SIGAR claims Hamidi resisted these changed because of "a concern that more transparency will shine a light on his unproductive, corrupt, and patronage-laden office," Stars and Stripes reported Friday.
"The Afghans were not enthusiastic about going after corruption, ever," said Craig Trebilcock, formerly a US Army Reserve colonel in 2016 and director of rule of law in Afghanistan. "They were enthusiastic about NATO not pulling the money from them due to the high level of corruption."

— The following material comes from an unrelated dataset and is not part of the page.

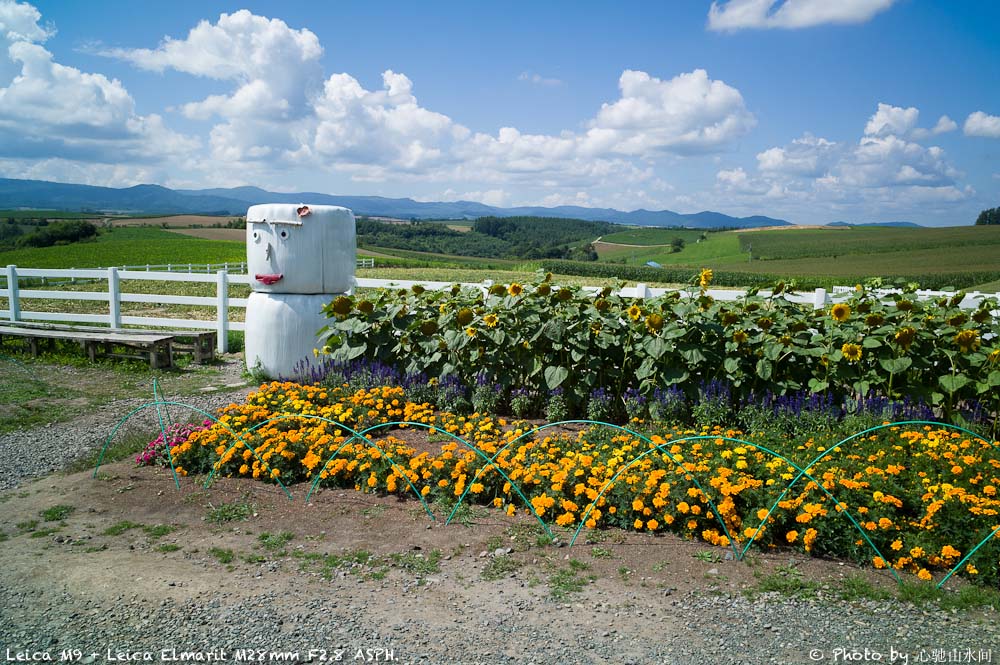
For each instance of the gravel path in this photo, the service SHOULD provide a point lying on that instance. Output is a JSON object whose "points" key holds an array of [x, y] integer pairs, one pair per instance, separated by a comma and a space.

The US mission in Afghanistan aren't the only ones fed up with Hamidi's ways. UN officials and NATO's Combined Security Transition Command-Afghanistan both raise similar concerns about the decline of the Justice Center's performance, putting pressure on the body to perform better, but to little avail.
"Having utterly collapsed themselves in the face of concerted resistance by the kleptocratic network, having abandoned the few brave officials who took their anti-corruption rhetoric seriously, for interveners now to blame the attorney general for functioning the only way he really can within that intact kleptocratic system is a bit rich," Sarah Chayes, who lived in Kandahar for seven years and researched corruption as a senior fellow in Carnegie's Democracy and Rule of Law program, told Stars and Stripes.
The genesis of the ACJC came in 2015, when Resolute Support, the NATO-led mission to train and advise Afghan self-defense and police forces and oversee Kabul's nation-building efforts, realized the Afghan justice system needed streamlining to eliminate bureaucracy and gamesmanship hindering reform. The ACJC created a specialized jurisdiction for prosecuting high-level corrupt actors, building on the already-existing Afghan Counter Narcotics Justice Center (CNJC), a September 2017 report in Prism explains. The new ACJC would retain CNJC's practices of appointing independent prosecutors and judges that were insulated from bribery, intimidation and murder.
CNJC enjoyed an extremely high conviction rate of 95 percent, routinely handing out 20-year jail sentences to drug dealers. As such, officials had high hopes for the ACJC, too. However, earlier this year, SIGAR began raising concerns about Afghanistan's flagging anti-corruption campaign. A May 2018 SIGAR reported to the United States House Appropriations Subcommittee on State, Foreign Operations, and Related Programs warned that "key anti-corruption institutions such as the Anti Corruption Justice Center (ACJC) and Major Crimes Task Force (MCTF) lack the capacity, resources, or security they need to perform their functions." This, the report noted, was a major inhibition to the government's ability to continue combating corruption.
"The Center was portrayed and emphasized as one of the good things in Afghanistan," Vanda Felbab-Brown of the Brookings Institution told Stars and Stripes. "[The report] is pretty devastating for the government, or anyone who wants to argue that there has been important progress and we shouldn't give up on Afghanistan."